Signs Of Life
There are a couple things you ought to know about me. First, I love flowers. When I win the lottery, I'll have beautifully tended gardens in my yard and fresh flowers in gorgeous vases in every room. I definitely have my favorites, among them tulips, colored little cala lilies, big fat peonies, and hydrangeas. Second, I suck at gardening. I don't have the time or patience for it. And although I love the results, I'd just as soon someone else did all the work. Still I've planted my plants over the years, some successfully, some not. But I've never been successful with hydrangeas no matter how many times I've tried and how badly I wanted to be.
If you'd visited my home any time in the last 16 months or so, you'd have seen a pathetic little dried up twig in a crappy green plastic pot sitting by the kitchen sink. Most people are too polite to say anything about it but a few asked. Once I explained, they all understood. When Julia was hospitalized in Dec. 2004 she spent her first four days in the PICU (Pediatric Intensive Care). And although we were "lucky" because we had an actual room with our own bathroom, instead of a stall (because our child was too sick to be exposed to other sick kids and the germs they carried) it was still pretty miserable. All the things you can do to make a hospital room seem not so dismal are banned in the PICU. No flowers. No balloons. Dismal.
When Julia got moved to a room on the pediatric floor on New Year's Eve, we were ecstatic. We got the only private room on the floor because she still couldn't be exposed to germs, but at least now we could "decorate." In came the balloons and stuffed animals and I asked Juji what kind of flowers she'd like me to get her. She answered "Hydrangeas." Off I went to the grocery store across the street and came back with a little potted hydrangea. She also asked for a pink cupcake, her first food in a week, and I went to the bakery in tears and demanded they make her one, and they did, and she didn't eat it. But that's a story for another time.
Eventually we came home and the plant came with us. I stuck it by the kitchen sink and dutifully watered it and eventually it did what all my plants do: play dead. Still I watered it once in a while, and it continued to have some green leaves, so I couldn't give up on it.

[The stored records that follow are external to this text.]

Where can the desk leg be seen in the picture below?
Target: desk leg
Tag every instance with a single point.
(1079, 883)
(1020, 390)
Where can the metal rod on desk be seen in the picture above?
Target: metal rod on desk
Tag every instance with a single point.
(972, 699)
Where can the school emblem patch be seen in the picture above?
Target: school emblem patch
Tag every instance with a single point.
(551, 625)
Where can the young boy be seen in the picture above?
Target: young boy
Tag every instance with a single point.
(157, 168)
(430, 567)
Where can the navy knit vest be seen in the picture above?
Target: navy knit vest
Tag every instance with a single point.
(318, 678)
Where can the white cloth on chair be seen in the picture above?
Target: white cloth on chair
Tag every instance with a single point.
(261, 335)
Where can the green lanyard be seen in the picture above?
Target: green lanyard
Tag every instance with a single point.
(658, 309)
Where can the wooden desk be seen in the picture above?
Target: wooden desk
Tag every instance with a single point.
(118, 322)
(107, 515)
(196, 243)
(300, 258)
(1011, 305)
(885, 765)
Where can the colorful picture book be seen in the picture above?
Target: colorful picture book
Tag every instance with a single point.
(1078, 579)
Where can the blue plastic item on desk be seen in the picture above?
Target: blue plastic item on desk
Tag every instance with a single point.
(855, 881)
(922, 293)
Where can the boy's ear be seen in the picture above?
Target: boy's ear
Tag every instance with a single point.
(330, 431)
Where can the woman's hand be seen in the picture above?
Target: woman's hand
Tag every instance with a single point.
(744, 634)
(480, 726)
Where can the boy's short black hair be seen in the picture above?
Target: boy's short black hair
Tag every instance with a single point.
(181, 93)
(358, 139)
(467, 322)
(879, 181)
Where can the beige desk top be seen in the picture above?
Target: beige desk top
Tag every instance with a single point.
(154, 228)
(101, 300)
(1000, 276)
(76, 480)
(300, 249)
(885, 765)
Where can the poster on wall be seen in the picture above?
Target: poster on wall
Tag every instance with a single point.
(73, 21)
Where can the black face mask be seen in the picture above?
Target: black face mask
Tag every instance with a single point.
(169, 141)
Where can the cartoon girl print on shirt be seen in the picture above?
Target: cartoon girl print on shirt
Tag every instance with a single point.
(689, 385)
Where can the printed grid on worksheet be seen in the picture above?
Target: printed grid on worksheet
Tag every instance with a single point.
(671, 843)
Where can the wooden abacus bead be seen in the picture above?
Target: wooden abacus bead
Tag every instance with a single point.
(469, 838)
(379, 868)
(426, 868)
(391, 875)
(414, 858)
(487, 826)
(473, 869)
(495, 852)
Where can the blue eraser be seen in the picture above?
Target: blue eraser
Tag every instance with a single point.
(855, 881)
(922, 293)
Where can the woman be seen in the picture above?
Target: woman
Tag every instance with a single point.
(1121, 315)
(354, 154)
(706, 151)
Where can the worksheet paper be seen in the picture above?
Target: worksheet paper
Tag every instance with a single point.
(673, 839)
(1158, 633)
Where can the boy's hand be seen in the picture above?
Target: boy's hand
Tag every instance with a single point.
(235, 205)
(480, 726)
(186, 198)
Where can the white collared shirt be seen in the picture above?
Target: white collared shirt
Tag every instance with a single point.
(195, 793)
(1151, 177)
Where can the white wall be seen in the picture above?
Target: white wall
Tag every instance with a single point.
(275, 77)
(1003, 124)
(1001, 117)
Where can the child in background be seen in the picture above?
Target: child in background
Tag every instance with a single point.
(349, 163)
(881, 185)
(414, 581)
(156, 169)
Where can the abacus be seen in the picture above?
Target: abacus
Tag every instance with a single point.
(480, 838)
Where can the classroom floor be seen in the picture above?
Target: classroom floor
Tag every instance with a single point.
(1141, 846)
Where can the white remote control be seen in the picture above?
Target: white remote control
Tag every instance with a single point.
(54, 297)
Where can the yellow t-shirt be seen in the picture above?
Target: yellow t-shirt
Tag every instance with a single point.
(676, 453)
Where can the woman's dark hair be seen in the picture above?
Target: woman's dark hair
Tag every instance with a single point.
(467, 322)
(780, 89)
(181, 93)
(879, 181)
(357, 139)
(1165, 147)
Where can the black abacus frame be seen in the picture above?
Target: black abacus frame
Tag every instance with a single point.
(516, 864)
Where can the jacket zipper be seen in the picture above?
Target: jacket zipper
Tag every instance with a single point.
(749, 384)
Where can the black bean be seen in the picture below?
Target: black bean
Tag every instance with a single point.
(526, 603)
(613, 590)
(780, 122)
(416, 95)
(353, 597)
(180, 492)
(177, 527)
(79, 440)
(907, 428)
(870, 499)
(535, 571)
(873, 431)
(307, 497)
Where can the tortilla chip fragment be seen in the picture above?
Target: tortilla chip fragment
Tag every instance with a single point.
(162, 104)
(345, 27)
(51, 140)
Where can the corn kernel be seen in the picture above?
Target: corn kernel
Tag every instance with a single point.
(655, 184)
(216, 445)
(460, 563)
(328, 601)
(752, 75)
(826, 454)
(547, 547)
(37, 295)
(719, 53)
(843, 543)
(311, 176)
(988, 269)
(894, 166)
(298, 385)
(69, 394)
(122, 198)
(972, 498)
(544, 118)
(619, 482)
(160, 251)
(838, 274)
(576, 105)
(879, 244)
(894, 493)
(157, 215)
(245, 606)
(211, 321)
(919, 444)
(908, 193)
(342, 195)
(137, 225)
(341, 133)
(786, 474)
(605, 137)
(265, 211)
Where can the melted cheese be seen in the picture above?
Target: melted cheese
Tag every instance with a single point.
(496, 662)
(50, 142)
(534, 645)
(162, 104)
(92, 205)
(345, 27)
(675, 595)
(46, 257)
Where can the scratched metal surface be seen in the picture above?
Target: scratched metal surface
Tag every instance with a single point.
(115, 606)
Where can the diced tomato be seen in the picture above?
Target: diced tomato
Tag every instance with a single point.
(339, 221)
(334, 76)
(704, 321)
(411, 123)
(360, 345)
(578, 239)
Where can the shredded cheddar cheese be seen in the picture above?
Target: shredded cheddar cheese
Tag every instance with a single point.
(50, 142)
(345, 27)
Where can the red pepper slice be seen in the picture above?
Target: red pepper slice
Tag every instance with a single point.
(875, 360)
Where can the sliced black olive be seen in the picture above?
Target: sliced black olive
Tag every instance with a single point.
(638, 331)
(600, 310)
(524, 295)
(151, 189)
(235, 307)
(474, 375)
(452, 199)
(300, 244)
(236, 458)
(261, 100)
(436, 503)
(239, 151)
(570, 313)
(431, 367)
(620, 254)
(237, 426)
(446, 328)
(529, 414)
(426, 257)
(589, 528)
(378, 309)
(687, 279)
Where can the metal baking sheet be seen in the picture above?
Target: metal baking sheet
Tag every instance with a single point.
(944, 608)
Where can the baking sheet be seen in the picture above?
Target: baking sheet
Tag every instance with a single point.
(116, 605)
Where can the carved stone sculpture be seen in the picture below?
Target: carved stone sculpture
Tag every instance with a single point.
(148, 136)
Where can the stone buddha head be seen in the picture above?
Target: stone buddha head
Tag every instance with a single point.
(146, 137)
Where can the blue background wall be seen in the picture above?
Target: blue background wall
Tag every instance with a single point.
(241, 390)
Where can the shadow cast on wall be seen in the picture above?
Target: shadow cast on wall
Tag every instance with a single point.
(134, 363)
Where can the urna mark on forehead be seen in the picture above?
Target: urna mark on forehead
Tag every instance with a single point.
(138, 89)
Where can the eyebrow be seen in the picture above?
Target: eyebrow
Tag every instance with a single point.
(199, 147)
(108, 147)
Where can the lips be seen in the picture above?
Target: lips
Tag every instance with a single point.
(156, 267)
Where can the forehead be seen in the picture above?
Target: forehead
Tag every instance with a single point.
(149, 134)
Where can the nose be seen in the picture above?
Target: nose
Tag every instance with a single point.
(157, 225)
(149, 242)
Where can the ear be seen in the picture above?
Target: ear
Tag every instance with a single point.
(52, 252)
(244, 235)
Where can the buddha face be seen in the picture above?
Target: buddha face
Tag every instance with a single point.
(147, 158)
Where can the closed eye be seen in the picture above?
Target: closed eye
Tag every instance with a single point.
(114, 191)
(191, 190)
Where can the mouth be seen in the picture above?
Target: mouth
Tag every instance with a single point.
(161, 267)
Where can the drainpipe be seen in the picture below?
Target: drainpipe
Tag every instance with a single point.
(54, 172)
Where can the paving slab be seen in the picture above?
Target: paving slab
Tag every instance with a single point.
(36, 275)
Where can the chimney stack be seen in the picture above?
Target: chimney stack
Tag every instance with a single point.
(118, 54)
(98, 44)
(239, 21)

Imagine my delight and shock when it sprouted buds earlier this month, and then this week the flowers you see here. I've never ever been able to make a hydrangea grow well. Even the expensive ones in my yard just suck up my water and laugh at me. But this one is special. I'm so glad I didn't throw it away. I got a pretty pink flower pot for it this week; it deserves it. It's like magic every time I glance at it (which is quite a bit considering the amount of time I spend at my kitchen sink each day). I recall the worst and best time of our lives. And in the end, we brought our little flower home, and she's flourished.
2 comments:
Aww... what a sweet story and pretty flower to go with it.